New York Times bestselling author Katherine Kurtz’s novels of the Deryni have been hailed by Anne McCaffrey as “an incredible historical tapestry of a world that never was and of immensely vital people who ought to be.” Now Kurtz weaves a thrilling conclusion to the epic Childe Morgan trilogy, in which bonds of both magic and loyalty will be put to the ultimate test…
Alaric Morgan always knew his purpose in life—to stand alongside the king of Gwynedd. The old king knew that whichever of his sons succeeded to the throne would benefit from having a Deryni at his side. Alaric and the young Prince Brion Haldane were bound together by magic—a magic to be called upon when Brion was most in need.
Now eighteen, Brion has ascended to the throne and seven-year-old Alaric has come to court. Through the coming years, both will grow to manhood and come to realize their destinies. Brion will strive to solidify his power and position, seek out a bride to secure his legacy, and ultimately, when faced with an unbeatable foe, call upon Alaric to fulfill his oath.
Meanwhile, Alaric slowly learns the extent of his powers and how to use them, and will face the prejudice that many have against Deryni in its ugliest form.
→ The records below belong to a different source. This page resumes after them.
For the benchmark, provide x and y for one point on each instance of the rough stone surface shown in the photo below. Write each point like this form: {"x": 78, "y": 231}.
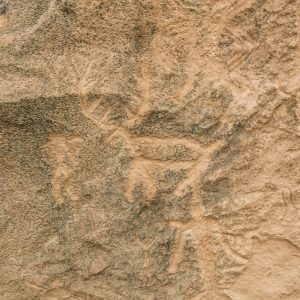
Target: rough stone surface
{"x": 149, "y": 150}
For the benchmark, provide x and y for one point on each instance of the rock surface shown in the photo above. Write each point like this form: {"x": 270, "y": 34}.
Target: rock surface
{"x": 149, "y": 150}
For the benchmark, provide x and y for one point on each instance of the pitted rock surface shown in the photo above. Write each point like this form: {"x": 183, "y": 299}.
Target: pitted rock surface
{"x": 149, "y": 150}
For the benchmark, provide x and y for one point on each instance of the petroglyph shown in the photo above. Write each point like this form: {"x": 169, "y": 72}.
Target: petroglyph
{"x": 63, "y": 155}
{"x": 149, "y": 149}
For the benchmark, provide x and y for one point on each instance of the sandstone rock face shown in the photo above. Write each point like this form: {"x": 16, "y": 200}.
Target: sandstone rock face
{"x": 149, "y": 150}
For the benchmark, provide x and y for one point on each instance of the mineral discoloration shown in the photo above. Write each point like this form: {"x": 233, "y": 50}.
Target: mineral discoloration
{"x": 149, "y": 150}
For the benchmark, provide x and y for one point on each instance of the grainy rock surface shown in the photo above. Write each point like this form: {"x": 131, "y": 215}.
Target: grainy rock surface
{"x": 149, "y": 150}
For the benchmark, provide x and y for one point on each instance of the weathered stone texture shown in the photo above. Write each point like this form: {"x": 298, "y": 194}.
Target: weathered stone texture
{"x": 149, "y": 150}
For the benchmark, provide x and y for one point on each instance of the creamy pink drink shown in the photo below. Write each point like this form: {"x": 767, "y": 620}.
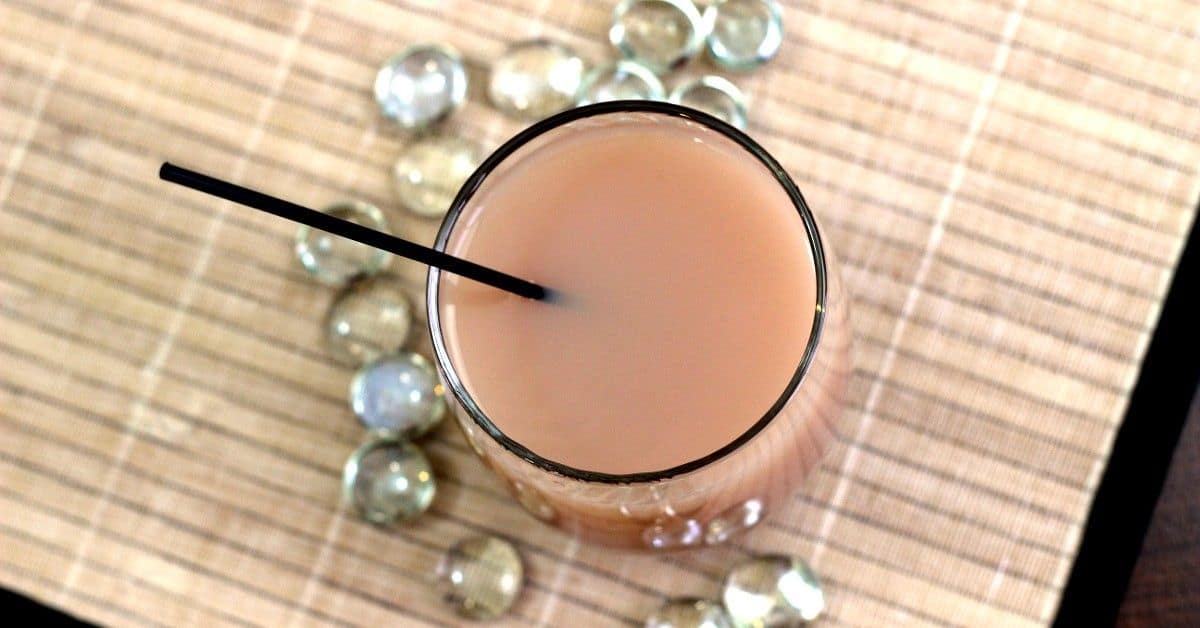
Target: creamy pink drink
{"x": 689, "y": 293}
He will experience bittersweet first love, great personal loss, and the hard lessons one gains from both. And he will be there to unleash the full power of his Deryni magic at Brion’s command.
For Alaric is—and always will be—the King’s Deryni.
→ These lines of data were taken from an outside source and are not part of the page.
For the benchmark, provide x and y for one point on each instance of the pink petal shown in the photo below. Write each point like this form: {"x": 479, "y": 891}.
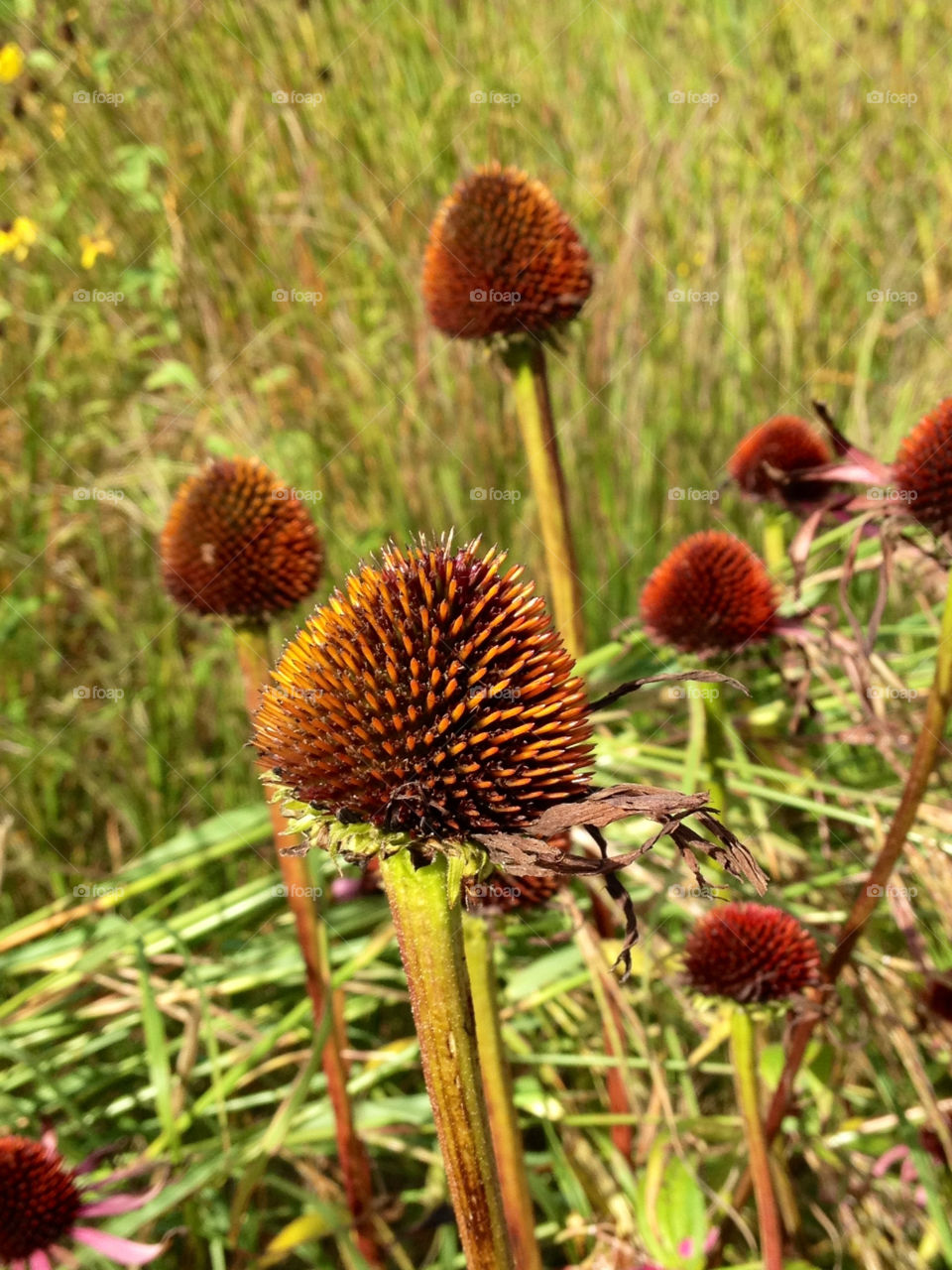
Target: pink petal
{"x": 127, "y": 1252}
{"x": 116, "y": 1205}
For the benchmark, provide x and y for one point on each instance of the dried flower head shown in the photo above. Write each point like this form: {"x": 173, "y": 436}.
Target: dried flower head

Kurtz returns to her magical medieval world after an eight-year hiatus to complete the Childe Morgan trilogy (following Childe Morgan) within her long-running Deryni series. Eight-year-old Alaric Morgan is despised by many because of his magical Deryni heritage, but King Brion of Gwynedd sees him as a future protector for himself and his realm, and oversees the boy s training for knighthood. Alaric also begins to discover his mystical powers with the help of the mysterious Sir S Trelawney. As he tries to survive in human society, Alaric witnesses the cruelty that humans can mete out to his kind, and later helps King Brion find his own mystical powers. Although the scope of the story is defined by the events in previous novels, the attention to detail brings the setting and characters alive in a way few authors can manage. The book will thrill existing Deryni fans, although new readers would be better off starting with an earlier novel in the series.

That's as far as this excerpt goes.